Azure / azure-kusto-spark

Apache Spark Connector for Azure Kusto
Apache License 2.0
77 stars 34 forks source link

Overwrite data option not working #371

Closed aayushsin closed 5 months ago

aayushsin commented 5 months ago

Is your feature request related to a problem? Please describe. Please provide the feature to work along with overwrite option in Kusto write.

Describe the solution you'd like I want to replace or overwrite the data in the kusto table in a single command using python. But the overwrite option is not yet supported in kusto write. I saw some tickets to use dropByExtents tag to do so. But there are no examples on the same. Can we please add an example of the tags to use in case one needs to overwrite or replace the data in the kusto table

Additional context I am assuming that the tag works by adding first and then deleting or the operations happen at the same time. We do not want a solution where data is dropped first and added later which might case reading issues in the meantime.

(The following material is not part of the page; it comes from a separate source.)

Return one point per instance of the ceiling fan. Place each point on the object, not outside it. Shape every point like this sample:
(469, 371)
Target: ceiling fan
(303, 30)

ag-ramachandran commented 5 months ago

Hello @aayushsin

Kusto targets from spark connector are by default append only. So data in the dataframes will be appended to Kusto tables. We may need help in understanding your scenario. Here are 2 broad scenarios where we have seen customers hit similar requirements

a) A full load happens every day. Tables are replaced daily

  1. We can load the temp tables using the spark job. This can be FullLoadTable_yyyyMMdd
  2. Once the temp tables are loaded in a new section (in the notebook) , add the following instructions to swap tables (viz. FullLoadTable_yyyyMMdd => FullLoadTable)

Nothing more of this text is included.